In his fifth season at the helm, Roberts directed the team to the best regular-season record in the major leagues for the second time in his tenure and helped guide them back from a three-games-to-one deficit against the Atlanta Braves in the National League Championship Series this month. But that would have meant nothing if the team had failed in the World Series for a third time in four years.

After the Dodgers finished off the Braves, Roberts stood at a podium and, with the crack of emotion in his voice, declared: “This year is our year. This is our year.”

He was right. His approach, combined with a lineup of indisputable talent earning the second-highest payroll in baseball (behind that of the Yankees), proved too much for the Rays, a plucky, overachieving squad with a pre-pandemic opening day payroll of only $72 million, the fourth lowest in baseball.

The Series went back and forth through five games, but in the sixth, the Dodgers proved their superiority and their resilience, rallying after falling behind in the first inning.

The Dodgers scratched across a pair of runs in the sixth inning to take the lead after Rays Manager Kevin Cash made a pitching change that will be debated for years.

Blake Snell was dominating the Dodgers and led, 1-0, after five innings. Snell got the first out in the sixth, but after he gave up a single to the No. 9 batter, Austin Barnes, on his 73rd pitch, Cash bounced out of the dugout and removed him in favor of Nick Anderson.

Snell’s body language suggested he could not believe he was coming out, but Cash had promised he would be aggressive with his bullpen, and that is the way the Rays play.

Betts doubled off Anderson, who then threw a wild pitch, allowing Barnes to score as Betts went to third. He then scored on a fielder’s choice. Betts’s homer came off Pete Fairbanks in the eighth inning, and as Betts pumped his fist while he rounded the bases, decades of Dodger frustration seemed to melt away.
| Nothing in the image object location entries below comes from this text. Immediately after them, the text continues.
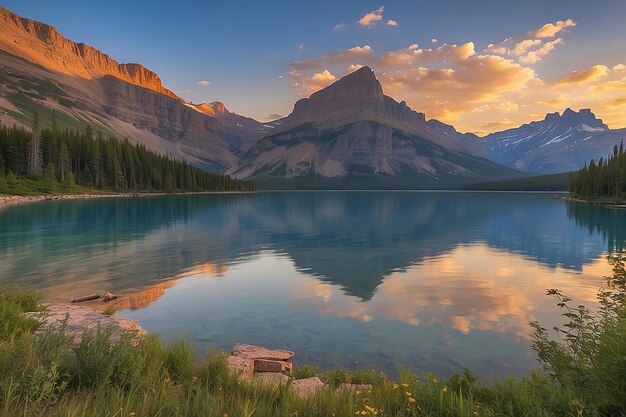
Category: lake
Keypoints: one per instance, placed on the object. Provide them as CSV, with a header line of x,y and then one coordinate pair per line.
x,y
369,279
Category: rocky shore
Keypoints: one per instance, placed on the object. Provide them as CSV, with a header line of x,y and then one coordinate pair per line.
x,y
6,200
250,363
597,203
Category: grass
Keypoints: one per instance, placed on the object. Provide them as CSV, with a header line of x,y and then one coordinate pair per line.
x,y
553,182
49,376
24,186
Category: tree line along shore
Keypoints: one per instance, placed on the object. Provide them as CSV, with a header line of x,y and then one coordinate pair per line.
x,y
64,161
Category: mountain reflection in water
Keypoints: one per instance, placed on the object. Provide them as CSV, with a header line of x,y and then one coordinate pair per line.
x,y
429,279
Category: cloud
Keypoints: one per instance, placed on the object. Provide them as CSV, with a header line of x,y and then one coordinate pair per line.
x,y
591,74
309,85
550,30
477,90
536,56
373,17
342,57
525,45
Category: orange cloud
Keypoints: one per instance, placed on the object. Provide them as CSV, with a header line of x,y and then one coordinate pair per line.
x,y
309,85
550,30
478,92
591,74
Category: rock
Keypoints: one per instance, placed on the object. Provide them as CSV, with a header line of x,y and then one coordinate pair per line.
x,y
242,367
107,296
271,378
81,319
307,387
265,365
257,352
353,388
86,298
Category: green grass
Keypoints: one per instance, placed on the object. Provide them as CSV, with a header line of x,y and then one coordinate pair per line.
x,y
553,182
49,376
31,186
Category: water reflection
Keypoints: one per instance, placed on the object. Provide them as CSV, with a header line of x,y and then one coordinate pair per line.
x,y
431,280
350,239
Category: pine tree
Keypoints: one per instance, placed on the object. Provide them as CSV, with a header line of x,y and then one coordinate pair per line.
x,y
35,162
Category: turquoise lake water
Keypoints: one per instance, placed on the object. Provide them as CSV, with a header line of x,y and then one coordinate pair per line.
x,y
429,280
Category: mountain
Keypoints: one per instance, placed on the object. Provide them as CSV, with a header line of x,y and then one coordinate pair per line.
x,y
351,129
558,143
42,70
240,129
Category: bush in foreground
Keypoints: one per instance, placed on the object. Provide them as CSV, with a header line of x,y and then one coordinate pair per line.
x,y
47,376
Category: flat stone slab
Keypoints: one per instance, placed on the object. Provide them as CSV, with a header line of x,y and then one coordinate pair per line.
x,y
271,378
354,387
81,319
257,352
241,367
265,365
307,387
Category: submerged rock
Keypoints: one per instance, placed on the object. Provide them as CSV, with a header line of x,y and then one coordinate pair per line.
x,y
257,352
241,367
307,387
264,365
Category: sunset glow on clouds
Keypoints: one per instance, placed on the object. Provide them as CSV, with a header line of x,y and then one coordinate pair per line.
x,y
478,89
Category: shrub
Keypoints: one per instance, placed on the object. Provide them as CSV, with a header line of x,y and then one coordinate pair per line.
x,y
13,303
589,355
304,371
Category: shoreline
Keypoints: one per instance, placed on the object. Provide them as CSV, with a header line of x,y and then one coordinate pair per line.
x,y
604,203
8,200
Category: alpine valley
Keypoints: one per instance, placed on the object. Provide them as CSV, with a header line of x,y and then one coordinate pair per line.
x,y
347,133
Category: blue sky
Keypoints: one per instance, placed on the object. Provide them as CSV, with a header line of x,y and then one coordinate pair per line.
x,y
247,50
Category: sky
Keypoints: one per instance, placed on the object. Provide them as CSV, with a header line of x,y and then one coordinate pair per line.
x,y
481,65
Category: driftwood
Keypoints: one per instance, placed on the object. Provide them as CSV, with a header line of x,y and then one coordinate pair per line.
x,y
86,298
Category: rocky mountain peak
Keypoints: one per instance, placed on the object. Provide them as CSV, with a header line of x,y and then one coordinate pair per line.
x,y
219,107
584,118
43,45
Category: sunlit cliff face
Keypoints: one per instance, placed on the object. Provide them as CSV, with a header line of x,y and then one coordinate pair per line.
x,y
470,288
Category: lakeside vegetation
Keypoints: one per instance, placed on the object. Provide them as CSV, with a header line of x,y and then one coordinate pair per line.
x,y
62,161
552,182
603,181
583,374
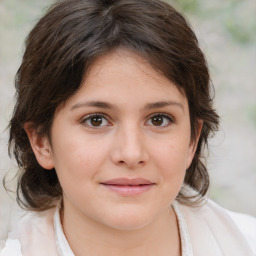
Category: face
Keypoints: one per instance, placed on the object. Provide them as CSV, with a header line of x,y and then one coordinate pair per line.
x,y
121,145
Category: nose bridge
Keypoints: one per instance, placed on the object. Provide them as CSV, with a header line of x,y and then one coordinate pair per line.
x,y
130,145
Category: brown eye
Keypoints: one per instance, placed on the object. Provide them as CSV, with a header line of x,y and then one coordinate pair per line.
x,y
160,120
95,121
157,120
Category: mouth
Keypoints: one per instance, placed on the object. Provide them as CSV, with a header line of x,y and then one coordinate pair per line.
x,y
128,187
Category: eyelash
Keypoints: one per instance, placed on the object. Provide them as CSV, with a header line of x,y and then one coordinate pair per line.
x,y
103,116
164,116
90,116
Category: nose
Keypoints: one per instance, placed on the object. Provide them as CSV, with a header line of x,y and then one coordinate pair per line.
x,y
129,148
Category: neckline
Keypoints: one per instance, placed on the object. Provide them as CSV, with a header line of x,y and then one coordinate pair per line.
x,y
65,250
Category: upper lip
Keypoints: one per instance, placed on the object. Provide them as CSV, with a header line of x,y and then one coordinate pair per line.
x,y
128,182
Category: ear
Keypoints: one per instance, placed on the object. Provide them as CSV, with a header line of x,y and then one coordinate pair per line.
x,y
193,143
40,146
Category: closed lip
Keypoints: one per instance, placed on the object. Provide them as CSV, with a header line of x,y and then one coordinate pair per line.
x,y
128,182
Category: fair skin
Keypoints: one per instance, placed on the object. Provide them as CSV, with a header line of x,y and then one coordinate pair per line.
x,y
121,146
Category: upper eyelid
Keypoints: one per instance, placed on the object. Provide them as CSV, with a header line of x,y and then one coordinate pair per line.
x,y
161,114
108,118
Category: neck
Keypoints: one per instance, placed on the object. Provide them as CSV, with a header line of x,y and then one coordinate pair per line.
x,y
87,237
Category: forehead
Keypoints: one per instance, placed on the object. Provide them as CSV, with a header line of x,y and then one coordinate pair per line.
x,y
124,77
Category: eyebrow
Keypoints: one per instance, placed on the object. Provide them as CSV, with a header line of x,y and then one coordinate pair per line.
x,y
107,105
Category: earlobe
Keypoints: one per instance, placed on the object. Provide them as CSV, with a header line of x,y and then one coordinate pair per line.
x,y
194,142
40,146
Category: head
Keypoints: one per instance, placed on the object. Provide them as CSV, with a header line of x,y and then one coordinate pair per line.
x,y
61,50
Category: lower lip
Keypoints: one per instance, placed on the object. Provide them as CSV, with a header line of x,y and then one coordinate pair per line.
x,y
129,190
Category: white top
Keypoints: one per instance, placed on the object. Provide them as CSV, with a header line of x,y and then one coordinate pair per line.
x,y
206,229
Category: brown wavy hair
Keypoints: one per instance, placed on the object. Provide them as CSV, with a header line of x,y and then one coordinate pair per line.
x,y
64,44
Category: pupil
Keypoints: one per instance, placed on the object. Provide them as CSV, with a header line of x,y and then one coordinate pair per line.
x,y
96,121
157,120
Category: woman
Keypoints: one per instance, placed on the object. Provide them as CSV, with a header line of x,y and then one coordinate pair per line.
x,y
113,112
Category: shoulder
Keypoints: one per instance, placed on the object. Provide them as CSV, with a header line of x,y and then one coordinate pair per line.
x,y
247,225
31,232
10,247
231,232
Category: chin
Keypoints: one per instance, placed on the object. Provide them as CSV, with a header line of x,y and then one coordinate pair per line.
x,y
129,219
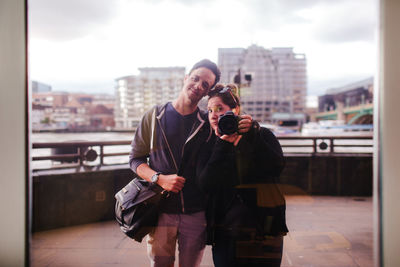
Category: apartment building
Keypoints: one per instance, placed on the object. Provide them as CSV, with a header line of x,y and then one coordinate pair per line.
x,y
273,82
135,94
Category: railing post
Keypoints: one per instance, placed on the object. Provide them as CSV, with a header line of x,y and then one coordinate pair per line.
x,y
314,145
101,155
81,156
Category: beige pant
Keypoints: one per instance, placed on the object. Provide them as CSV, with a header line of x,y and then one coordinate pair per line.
x,y
189,230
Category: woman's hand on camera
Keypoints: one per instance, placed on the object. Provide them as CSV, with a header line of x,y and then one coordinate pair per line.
x,y
232,138
245,123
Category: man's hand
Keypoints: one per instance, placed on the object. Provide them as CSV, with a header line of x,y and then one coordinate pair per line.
x,y
171,182
245,123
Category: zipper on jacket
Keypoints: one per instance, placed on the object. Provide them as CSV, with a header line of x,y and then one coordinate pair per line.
x,y
173,159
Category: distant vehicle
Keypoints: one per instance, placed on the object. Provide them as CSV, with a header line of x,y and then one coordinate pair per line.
x,y
333,127
279,130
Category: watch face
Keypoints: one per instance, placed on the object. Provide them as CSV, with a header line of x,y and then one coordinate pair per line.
x,y
154,178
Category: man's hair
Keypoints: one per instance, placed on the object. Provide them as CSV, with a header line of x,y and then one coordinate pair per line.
x,y
206,63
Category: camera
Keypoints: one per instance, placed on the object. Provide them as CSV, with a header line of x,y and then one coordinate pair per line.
x,y
228,123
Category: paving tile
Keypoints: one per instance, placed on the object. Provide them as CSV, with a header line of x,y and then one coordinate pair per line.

They had lost in shocking fashion on Game 4 on Saturday, when the Rays scored two runs on a pair of fielding mistakes with two outs in the ninth inning.

But Los Angeles came back to win Game 5 behind Clayton Kershaw, their star pitcher who has faced criticism in recent years for failing to reproduce his regular-season success whenever the calendar turned to October.

Kershaw won both of his Series starts this year to become a champion for the first time. It also gave a first title to Andrew Friedman, the president and architect of the Dodgers for the past six years.

Freidman’s job was to spend lavishly, to win at almost any cost, and the Dodgers were consistently in a position to do exactly that. It just took a little longer than expected.